Lot na Marsa już za dekadę
Znany najbardziej z zaawansowanych projektów wojskowych koncern Lockheed Martin, który w ub. roku dołączył do sporej już gromadki projektantów misji marsjańskich, zaprezentował nową wersję swojej koncepcji eksploracji Czerwonej Planety. Zakłada ona umieszczenie na jej orbicie stacji Mars Base Camp (zbudowanej z dala od ziemskiej grawitacji), która spełniłaby kluczową funkcję przy działaniach na powierzchni Marsa lub nawet w ramach jej kolonizacji.

Najważniejszym nowym elementem pomysłu miałoby być dołączenie do stacji jednostopniowego lądownika wielokrotnego użytku, który mógłby zabierać astronautów na powierzchnię Czerwonej Planety.
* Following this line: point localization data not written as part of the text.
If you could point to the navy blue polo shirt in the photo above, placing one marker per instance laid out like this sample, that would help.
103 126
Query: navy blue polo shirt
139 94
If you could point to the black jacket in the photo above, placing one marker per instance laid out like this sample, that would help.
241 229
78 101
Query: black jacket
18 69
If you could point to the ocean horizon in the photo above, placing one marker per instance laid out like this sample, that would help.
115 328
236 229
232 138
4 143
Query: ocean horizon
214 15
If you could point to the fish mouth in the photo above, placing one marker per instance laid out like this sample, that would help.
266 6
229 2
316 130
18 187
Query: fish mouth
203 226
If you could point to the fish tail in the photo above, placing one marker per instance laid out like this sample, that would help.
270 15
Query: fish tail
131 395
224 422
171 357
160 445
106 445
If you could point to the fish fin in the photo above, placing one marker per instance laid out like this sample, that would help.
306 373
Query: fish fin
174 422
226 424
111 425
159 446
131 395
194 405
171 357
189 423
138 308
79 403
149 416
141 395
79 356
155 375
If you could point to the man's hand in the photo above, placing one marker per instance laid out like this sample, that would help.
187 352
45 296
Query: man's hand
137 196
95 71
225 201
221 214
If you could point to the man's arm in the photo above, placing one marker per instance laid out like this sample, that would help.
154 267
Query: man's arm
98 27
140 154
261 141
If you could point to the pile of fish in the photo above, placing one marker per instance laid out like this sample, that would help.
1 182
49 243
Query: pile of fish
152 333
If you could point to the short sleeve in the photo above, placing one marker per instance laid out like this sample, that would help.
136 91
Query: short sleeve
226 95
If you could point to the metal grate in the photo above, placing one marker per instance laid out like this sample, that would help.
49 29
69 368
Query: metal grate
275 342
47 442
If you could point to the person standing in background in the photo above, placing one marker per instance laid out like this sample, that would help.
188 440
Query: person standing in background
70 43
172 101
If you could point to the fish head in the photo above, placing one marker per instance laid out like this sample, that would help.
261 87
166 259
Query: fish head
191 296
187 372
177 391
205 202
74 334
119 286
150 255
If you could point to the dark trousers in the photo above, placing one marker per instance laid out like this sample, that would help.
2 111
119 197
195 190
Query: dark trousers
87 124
Cała stacja kosmiczna miałaby cztery główne sekcje, panele słoneczne, dwa kriogeniczne stopnie napędowe i dwa moduły mieszkalne dla astronautów. Jako paliwo wykorzystywano by ciekły wodór i ciekły tlen, który mógłby być pozyskiwany z lodu na Marsie lub jego księżyców.

Przedstawiciele Lockheed Martin wierzą, że ich plan uda się zrealizować zaledwie w ciągu dekady. W efekcie astronauci wykonaliby za pomocą Mars Base Camp misję tam i z powrotem trwającą ok. tysiąc dni. Projekt firmy jest w pewnych aspektach podobny do planów NASA (zakłada np. umieszczenie w pobliżu Księżyca bazy stanowiącej przystanek na drodze w stronę Marsa), jednak nie wiadomo, czy agencja będzie korzystać z rozwiązań Lockheed Martina.